The Price of a Promise – Consideration & Privity
If Offer and Acceptance are the “handshake,” Consideration is the actual exchange. It answers the question: “What’s in it for me?”
In the Indian Contract Act (Section 2d), the law is clear: promises made for free are usually just friendly chats, not contracts. To be binding, there must be a Quid Pro Quo—something for something.

“In the architecture of an agreement, consideration is the mortar that binds the bricks of a promise. Without an exchange of value, a contract is merely a castle in the air.”
1. The “Golden Rules” of Consideration
Consideration doesn’t always mean money. It can be giving something up, doing something, or even promising to do something later. But it has rules:
- Rule 1: The Promisor is the Director. Consideration must move “at the desire of the promisor.” If I wash your car without you asking, and then I demand ₹500, you don’t have to pay. I did a voluntary act; you didn’t “desire” it as part of a deal.
- Rule 2: It Need Not be Adequate. The law doesn’t check if you made a smart deal, only a free one. If you want to sell your BMW for ₹10, that’s your problem. As long as there is some value, the courts won’t interfere.
- Rule 3: Past, Present, or Future. Unlike English Law (which hates past consideration), Indian Law allows consideration to be something you did in the past.
2. The “Stranger” Danger: Privity of Contract vs. Consideration
This is a favorite trap for CLAT-PG examiners. You must distinguish between a stranger to the consideration and a stranger to the contract.
A. Stranger to Consideration (Allowed in India)
Can someone else pay on your behalf? Yes.
In India, consideration can move from the promisee or “any other person.”
- The Landmark Case: Chinnaya v. Ramayya (1882)
- The Story: An old lady gifted land to her daughter (Ramayya) with the condition that the daughter pays an annuity to the old lady’s sister (Chinnaya). The daughter agreed but later stopped paying, arguing that the sister gave her nothing (no consideration).
- The Verdict: The Court held that the “gift of land” from the mother was sufficient consideration for the promise to pay the aunt.
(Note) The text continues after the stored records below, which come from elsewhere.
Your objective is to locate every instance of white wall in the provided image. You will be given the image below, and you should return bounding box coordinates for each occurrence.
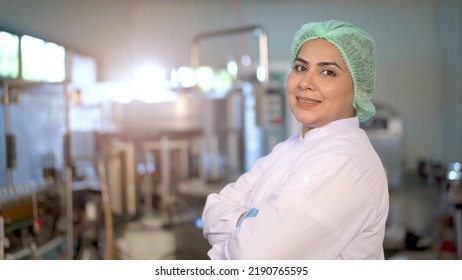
[0,0,456,172]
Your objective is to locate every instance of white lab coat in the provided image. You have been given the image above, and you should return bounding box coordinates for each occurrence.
[202,117,388,260]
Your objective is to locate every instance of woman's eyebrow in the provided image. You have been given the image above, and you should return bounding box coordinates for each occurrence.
[318,61,343,70]
[295,57,343,70]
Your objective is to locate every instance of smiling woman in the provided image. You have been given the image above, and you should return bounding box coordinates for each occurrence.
[203,20,389,259]
[287,39,354,135]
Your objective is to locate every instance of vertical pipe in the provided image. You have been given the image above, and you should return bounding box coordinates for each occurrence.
[178,140,189,180]
[124,142,136,215]
[210,134,220,181]
[3,81,14,191]
[63,83,74,260]
[143,144,153,215]
[160,136,170,201]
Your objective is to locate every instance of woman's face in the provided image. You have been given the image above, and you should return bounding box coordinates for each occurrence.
[287,39,355,135]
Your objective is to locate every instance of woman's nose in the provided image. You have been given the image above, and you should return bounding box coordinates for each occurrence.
[299,71,315,90]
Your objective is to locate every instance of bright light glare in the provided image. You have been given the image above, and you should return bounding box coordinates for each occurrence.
[448,170,460,180]
[45,43,66,82]
[176,67,196,88]
[257,66,267,82]
[226,60,238,77]
[196,66,214,92]
[134,64,167,88]
[241,55,252,67]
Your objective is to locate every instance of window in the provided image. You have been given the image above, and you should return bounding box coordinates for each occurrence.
[0,31,19,79]
[21,35,65,82]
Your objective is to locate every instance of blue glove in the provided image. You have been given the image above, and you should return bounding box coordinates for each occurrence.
[236,208,258,228]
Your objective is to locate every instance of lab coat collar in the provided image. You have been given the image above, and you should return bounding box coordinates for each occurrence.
[300,117,359,144]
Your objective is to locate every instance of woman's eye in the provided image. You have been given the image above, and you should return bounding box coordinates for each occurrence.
[294,65,306,72]
[321,70,335,76]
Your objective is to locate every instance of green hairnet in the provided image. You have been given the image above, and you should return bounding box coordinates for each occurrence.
[290,20,376,122]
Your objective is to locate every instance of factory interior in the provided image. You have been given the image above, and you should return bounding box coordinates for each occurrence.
[0,0,462,260]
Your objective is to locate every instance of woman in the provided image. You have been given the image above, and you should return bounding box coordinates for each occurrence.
[202,20,388,259]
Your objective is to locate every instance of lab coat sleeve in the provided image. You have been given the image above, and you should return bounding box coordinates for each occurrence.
[202,153,268,248]
[222,154,388,259]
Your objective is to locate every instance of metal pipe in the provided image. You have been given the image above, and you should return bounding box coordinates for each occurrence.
[3,81,14,191]
[190,25,269,85]
[64,83,74,260]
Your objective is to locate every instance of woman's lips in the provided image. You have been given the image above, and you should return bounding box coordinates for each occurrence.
[297,96,321,107]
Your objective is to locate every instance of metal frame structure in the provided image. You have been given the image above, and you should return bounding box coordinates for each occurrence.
[0,80,74,259]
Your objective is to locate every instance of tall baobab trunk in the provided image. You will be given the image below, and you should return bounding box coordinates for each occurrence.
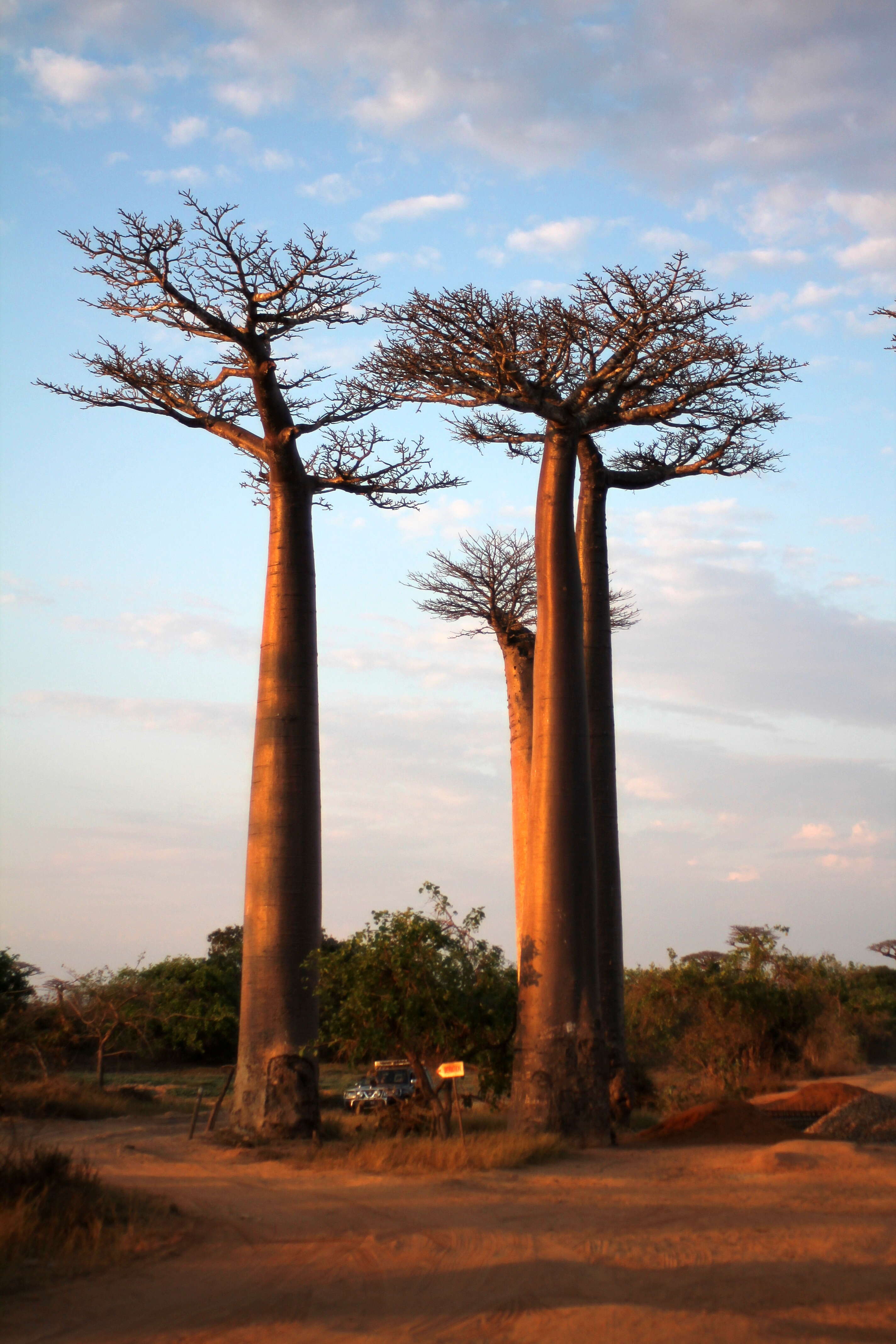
[234,449,321,1136]
[498,630,535,966]
[512,426,608,1137]
[576,441,629,1112]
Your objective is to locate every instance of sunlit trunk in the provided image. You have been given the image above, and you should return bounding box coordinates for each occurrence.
[232,460,321,1136]
[512,427,608,1138]
[576,451,627,1112]
[498,632,535,965]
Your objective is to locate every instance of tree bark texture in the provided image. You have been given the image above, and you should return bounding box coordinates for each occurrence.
[232,460,321,1137]
[498,634,535,966]
[576,444,627,1110]
[512,426,608,1138]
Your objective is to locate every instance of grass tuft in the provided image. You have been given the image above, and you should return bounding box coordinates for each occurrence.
[214,1121,568,1175]
[0,1144,182,1289]
[0,1078,159,1120]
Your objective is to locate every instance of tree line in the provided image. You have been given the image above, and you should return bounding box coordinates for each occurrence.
[42,192,896,1137]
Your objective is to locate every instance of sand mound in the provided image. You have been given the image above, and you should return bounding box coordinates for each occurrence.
[630,1101,792,1144]
[756,1078,871,1112]
[806,1093,896,1144]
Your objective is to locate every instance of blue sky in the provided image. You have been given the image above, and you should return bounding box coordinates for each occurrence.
[0,0,896,972]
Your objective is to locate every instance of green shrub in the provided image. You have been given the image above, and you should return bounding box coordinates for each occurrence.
[626,925,896,1091]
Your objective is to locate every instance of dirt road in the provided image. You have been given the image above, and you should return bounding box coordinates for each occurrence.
[7,1086,896,1344]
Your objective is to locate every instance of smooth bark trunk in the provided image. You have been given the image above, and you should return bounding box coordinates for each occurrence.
[512,426,608,1138]
[498,632,535,965]
[576,442,630,1118]
[232,458,321,1136]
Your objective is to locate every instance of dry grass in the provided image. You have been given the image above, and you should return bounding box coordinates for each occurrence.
[214,1113,569,1175]
[0,1142,181,1289]
[0,1078,159,1120]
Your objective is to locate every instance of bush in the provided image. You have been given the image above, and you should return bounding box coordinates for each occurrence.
[314,883,516,1128]
[0,1144,178,1288]
[626,925,896,1099]
[137,957,242,1063]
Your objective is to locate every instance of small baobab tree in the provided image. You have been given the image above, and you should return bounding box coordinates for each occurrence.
[408,528,638,965]
[360,254,795,1133]
[42,192,457,1134]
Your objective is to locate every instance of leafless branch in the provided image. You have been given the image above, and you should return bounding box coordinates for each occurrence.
[407,528,639,647]
[872,302,896,350]
[357,253,798,488]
Even though the aunt gave nothing personally, the consideration moved from the mother. In India, a stranger to consideration can sue.
B. Stranger to Contract (NOT Allowed)
Can a random person sue on a contract they didn’t sign? No.
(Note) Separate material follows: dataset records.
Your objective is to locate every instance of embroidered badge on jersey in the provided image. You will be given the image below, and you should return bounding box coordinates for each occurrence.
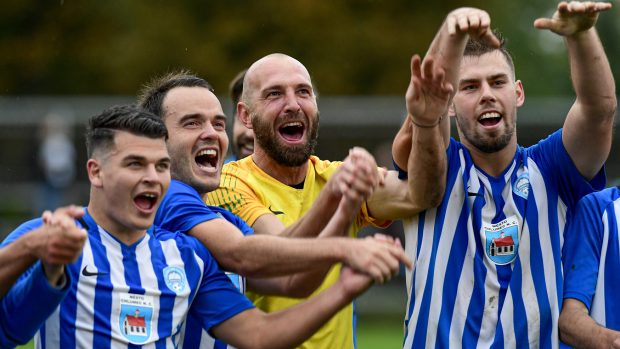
[482,216,519,265]
[119,293,153,344]
[512,172,530,200]
[164,267,187,294]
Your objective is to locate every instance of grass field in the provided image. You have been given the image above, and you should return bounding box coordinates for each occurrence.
[18,316,403,349]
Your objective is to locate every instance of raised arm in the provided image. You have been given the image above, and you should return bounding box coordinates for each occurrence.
[534,1,617,179]
[392,7,499,213]
[558,298,620,349]
[212,267,370,349]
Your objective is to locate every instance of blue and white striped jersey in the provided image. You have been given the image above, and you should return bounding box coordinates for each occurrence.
[2,209,253,348]
[404,130,605,348]
[562,187,620,331]
[155,180,254,349]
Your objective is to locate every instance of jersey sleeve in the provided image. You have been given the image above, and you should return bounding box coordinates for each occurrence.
[0,219,71,348]
[207,164,271,226]
[155,181,221,232]
[528,129,606,209]
[189,242,254,337]
[562,194,613,310]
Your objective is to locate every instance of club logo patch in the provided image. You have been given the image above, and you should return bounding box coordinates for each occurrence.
[483,216,519,265]
[119,293,153,344]
[164,267,187,294]
[512,172,530,200]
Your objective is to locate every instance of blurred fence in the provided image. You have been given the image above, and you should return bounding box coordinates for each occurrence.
[0,96,620,316]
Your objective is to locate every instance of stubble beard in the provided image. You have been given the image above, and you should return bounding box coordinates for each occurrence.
[250,111,319,167]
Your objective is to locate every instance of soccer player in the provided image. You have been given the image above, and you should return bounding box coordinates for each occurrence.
[3,106,382,348]
[559,187,620,348]
[140,72,410,346]
[207,54,440,348]
[0,206,86,299]
[225,69,254,162]
[393,2,616,348]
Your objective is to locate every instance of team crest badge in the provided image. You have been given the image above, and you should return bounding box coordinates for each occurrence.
[483,216,519,265]
[164,267,187,294]
[512,172,530,200]
[119,293,153,344]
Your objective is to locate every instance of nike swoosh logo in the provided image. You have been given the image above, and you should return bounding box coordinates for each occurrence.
[82,265,108,276]
[467,191,484,197]
[269,205,284,216]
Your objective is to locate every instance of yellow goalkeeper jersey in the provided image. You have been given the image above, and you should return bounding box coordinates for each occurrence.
[206,156,389,349]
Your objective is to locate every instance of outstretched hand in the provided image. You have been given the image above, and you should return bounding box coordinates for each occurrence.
[445,7,500,47]
[405,55,454,127]
[534,1,611,36]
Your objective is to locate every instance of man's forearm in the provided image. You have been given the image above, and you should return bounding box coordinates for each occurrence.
[559,300,620,348]
[0,263,71,347]
[407,120,449,209]
[0,228,41,299]
[566,28,617,115]
[279,190,340,238]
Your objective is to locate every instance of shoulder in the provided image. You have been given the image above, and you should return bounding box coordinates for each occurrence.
[1,218,43,246]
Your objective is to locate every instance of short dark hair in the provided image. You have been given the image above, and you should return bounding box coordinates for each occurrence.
[228,69,248,115]
[138,70,215,119]
[463,29,515,74]
[86,105,168,158]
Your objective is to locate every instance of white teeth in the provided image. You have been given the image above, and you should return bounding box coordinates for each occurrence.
[198,149,217,156]
[480,112,499,120]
This is the doctrine of Privity of Contract. generally, only the people who signed the contract can enforce it.
- The Landmark Case: Dunlop Pneumatic Tyre Co. Ltd. v. Selfridge & Co. Ltd. (1915)
- The Rule: If A and B have a contract, C cannot sue B if B breaks it, even if the contract was meant to help C. (There are exceptions, like Trust or Family Settlements, but this is the general rule).
3. The “Love & Affection” Loophole (Section 25)
The general rule is Ex Nudo Pacto Non Oritur Actio (No Consideration, No Contract). But Section 25 gives us a few beautiful exceptions where a contract is valid even without money changing hands:
- Natural Love and Affection: If it is written, registered, and between near relations (e.g., a father gifting a house to a son).
- Past Voluntary Service: If you voluntarily saved my house from fire, and I later promise to pay you ₹10,000, that promise is binding.
- Time-Barred Debt: If you owe money from 10 years ago (which legally can’t be claimed anymore) and you write a fresh promise to pay it, that new promise is valid without new consideration.
Why This Matters
For a lawyer, these distinctions are weapons. When a client walks in saying, “I promised to pay him, but he didn’t give me anything personally,” you look at Chinnaya v. Ramayya. When a client says, “My uncle promised to pay my college fees in a letter to my dad,” you look at Privity of Contract exceptions.